Andrea Anastasi: - Jestem niesamowicie szczęśliwy, przede wszystkim dlatego, że to jest zwycięstwo, w które wierzyliśmy od początku do końca Ligi Światowej. Walczyliśmy o to jak szaleni, a kluczem była nasza postawa w starciach z Brazylią. Po pokonaniu canarinhos w Sofii nie oddaliśmy już nikomu nawet seta. To niewiarygodne jak byliśmy skoncentrowani. Za kilka dni rozpoczniemy zgrupowanie przedolimpijskie.
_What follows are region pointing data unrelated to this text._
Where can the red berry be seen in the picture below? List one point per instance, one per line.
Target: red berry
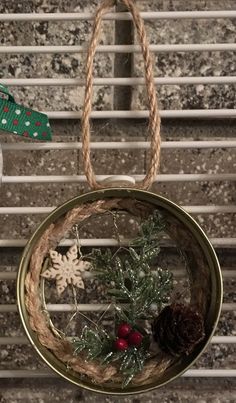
(135, 339)
(121, 344)
(124, 330)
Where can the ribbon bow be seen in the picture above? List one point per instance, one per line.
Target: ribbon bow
(21, 120)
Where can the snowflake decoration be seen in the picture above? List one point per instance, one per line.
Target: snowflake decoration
(66, 269)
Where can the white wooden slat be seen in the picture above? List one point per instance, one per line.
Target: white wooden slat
(146, 15)
(220, 80)
(121, 145)
(167, 48)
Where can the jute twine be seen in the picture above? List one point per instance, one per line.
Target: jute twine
(154, 117)
(38, 318)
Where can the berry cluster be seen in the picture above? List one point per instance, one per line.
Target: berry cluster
(127, 337)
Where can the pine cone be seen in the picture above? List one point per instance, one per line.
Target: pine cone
(178, 329)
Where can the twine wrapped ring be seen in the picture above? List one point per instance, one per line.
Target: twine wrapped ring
(33, 301)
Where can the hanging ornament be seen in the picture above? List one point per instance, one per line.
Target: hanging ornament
(126, 286)
(66, 269)
(18, 119)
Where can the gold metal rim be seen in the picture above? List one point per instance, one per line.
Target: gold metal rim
(214, 309)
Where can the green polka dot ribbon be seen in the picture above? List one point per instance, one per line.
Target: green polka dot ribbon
(21, 120)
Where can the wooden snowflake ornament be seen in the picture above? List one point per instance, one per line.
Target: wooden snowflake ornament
(66, 269)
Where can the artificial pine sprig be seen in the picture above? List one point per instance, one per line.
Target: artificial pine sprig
(130, 278)
(135, 286)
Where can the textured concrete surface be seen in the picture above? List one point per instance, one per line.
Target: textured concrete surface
(123, 162)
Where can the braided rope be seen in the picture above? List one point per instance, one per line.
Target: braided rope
(154, 117)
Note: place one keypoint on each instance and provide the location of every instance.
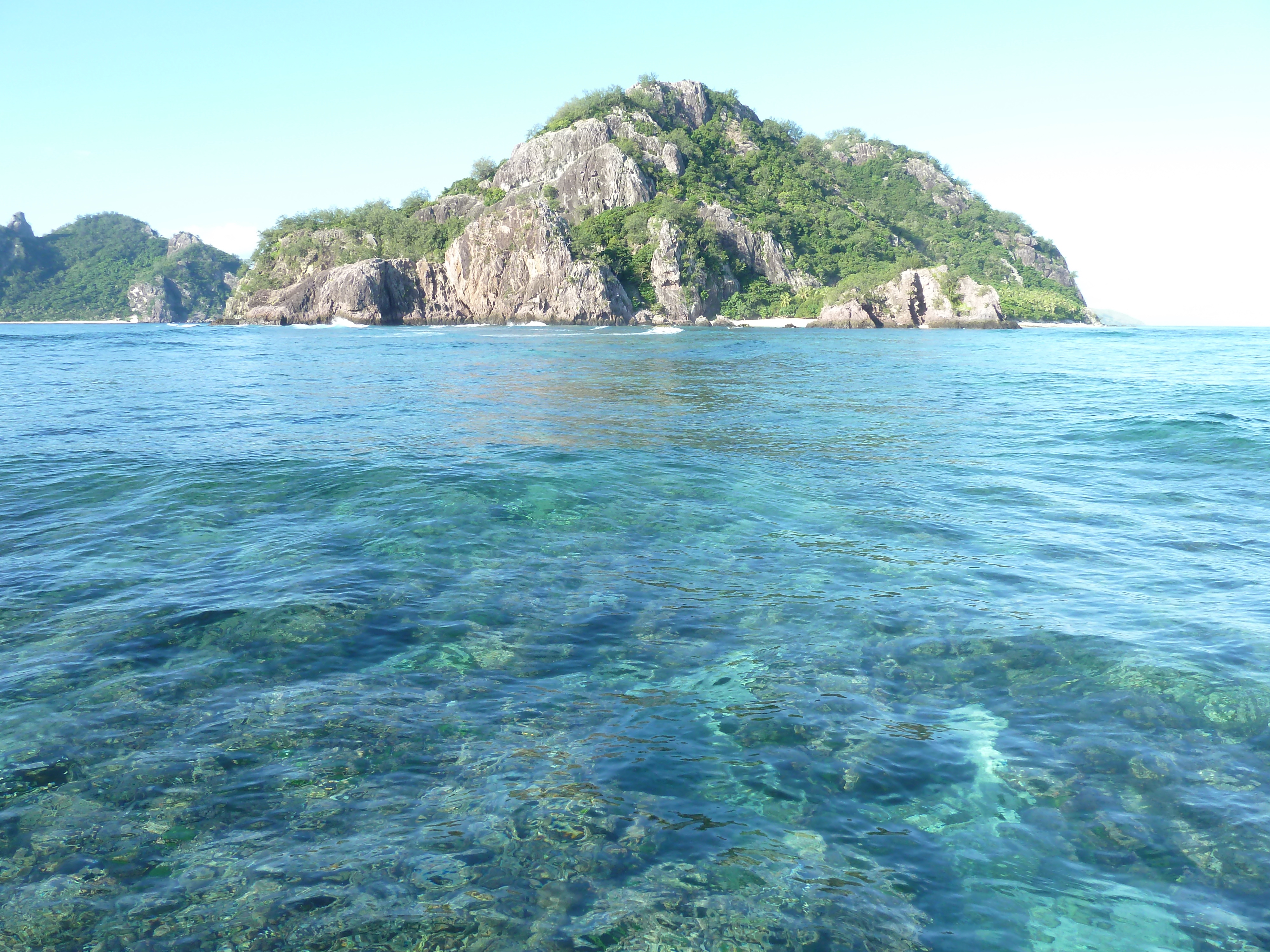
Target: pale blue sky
(1135, 135)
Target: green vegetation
(84, 270)
(1039, 304)
(622, 239)
(336, 237)
(850, 227)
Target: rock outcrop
(15, 244)
(518, 267)
(307, 253)
(510, 266)
(944, 192)
(688, 102)
(918, 299)
(373, 291)
(758, 251)
(1029, 252)
(157, 301)
(685, 290)
(462, 206)
(860, 153)
(182, 241)
(585, 168)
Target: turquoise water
(595, 639)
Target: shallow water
(502, 639)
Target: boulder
(544, 158)
(688, 102)
(305, 253)
(656, 152)
(439, 300)
(15, 242)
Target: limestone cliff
(918, 299)
(510, 266)
(670, 202)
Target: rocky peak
(582, 164)
(760, 252)
(460, 206)
(944, 192)
(859, 153)
(688, 101)
(181, 242)
(20, 227)
(1028, 251)
(919, 299)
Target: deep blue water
(501, 639)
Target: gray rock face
(741, 143)
(853, 314)
(584, 166)
(374, 291)
(20, 227)
(944, 192)
(181, 242)
(451, 208)
(439, 300)
(1024, 249)
(685, 290)
(158, 301)
(916, 299)
(544, 158)
(518, 267)
(312, 252)
(601, 180)
(13, 244)
(688, 101)
(758, 251)
(510, 266)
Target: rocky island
(661, 204)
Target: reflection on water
(486, 640)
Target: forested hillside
(849, 213)
(111, 266)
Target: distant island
(662, 204)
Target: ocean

Jedziemy tam z doskonałym nastawieniem mentalnym.
- Czyli długo nie będziecie świętować...
- Gracze dostaną trzy dni wolnego, potem lecimy wynajętym przez związek czarterem na obóz do Zielonej Góry. Na pewno będzie świętowanie, ale bez szaleństw. Chcę zachować spokój i skupienie, bo przede mną i chłopakami coś wyjątkowo ważnego, turniej olimpijski.
- Po zwycięstwie w Sofii staliście się głównymi faworytami igrzysk. Presja rośnie...
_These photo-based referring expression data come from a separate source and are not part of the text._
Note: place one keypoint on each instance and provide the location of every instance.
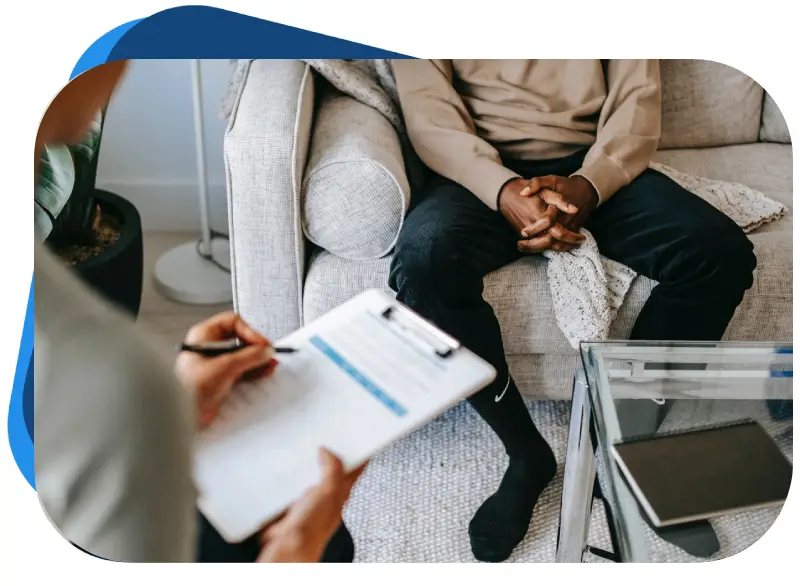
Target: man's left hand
(576, 190)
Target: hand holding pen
(218, 353)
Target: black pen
(211, 349)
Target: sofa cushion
(521, 296)
(707, 104)
(355, 192)
(773, 124)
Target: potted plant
(96, 232)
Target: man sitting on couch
(525, 153)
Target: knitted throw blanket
(587, 289)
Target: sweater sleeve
(442, 131)
(629, 127)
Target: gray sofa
(317, 192)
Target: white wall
(148, 149)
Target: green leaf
(42, 224)
(56, 179)
(87, 148)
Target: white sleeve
(113, 444)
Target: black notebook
(704, 473)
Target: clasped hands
(548, 212)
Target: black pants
(450, 240)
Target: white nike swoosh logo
(500, 396)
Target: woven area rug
(415, 500)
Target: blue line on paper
(357, 376)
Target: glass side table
(628, 389)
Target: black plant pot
(116, 273)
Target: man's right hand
(534, 220)
(304, 530)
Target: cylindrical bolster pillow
(355, 191)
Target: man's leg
(212, 548)
(702, 260)
(449, 242)
(703, 263)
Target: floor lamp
(198, 272)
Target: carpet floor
(415, 500)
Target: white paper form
(358, 382)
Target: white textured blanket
(587, 288)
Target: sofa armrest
(266, 145)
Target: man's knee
(425, 256)
(722, 259)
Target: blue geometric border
(186, 32)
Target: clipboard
(364, 375)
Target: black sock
(503, 519)
(340, 549)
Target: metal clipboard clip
(410, 325)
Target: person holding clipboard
(113, 458)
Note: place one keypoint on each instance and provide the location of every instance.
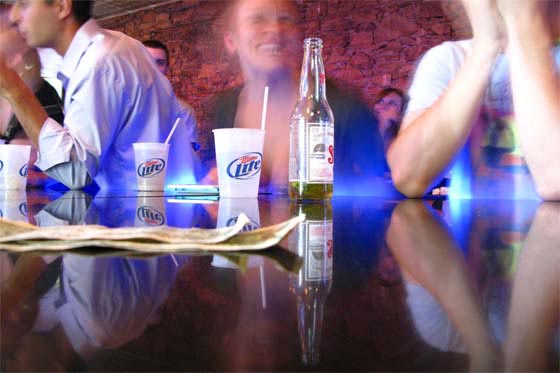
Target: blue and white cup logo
(23, 170)
(250, 226)
(151, 167)
(245, 167)
(23, 208)
(150, 216)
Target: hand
(510, 9)
(10, 81)
(487, 24)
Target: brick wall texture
(368, 44)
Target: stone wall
(369, 44)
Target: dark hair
(81, 9)
(387, 91)
(156, 44)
- W Londynie trzeba będzie rywalizować z trudnymi rywalami, takimi jak Rosja, Włochy czy Brazylia, której w żadnym wypadku nie zamierzam skreślać, mimo że z nimi ostatnio wygrywaliśmy. Równie dobrze możemy w Londynie z nimi przegrać. Dlatego musimy się trzymać naszej drogi, powtarzać i poprawiać to, co robimy od dawna i co przynosi efekty. Muszę powiedzieć, że moje pomysły na ten zespół sprawdzają się, nie zamierzam niczego zaniedbać.
- Ile jeszcze da się poprawić przed igrzyskami?
- W finale w Sofii niewiele nas dzieliło od perfekcji. Zagraliśmy znakomite spotkanie technicznie i taktycznie, ale to nie znaczy, że nie ma elementów do poprawienia.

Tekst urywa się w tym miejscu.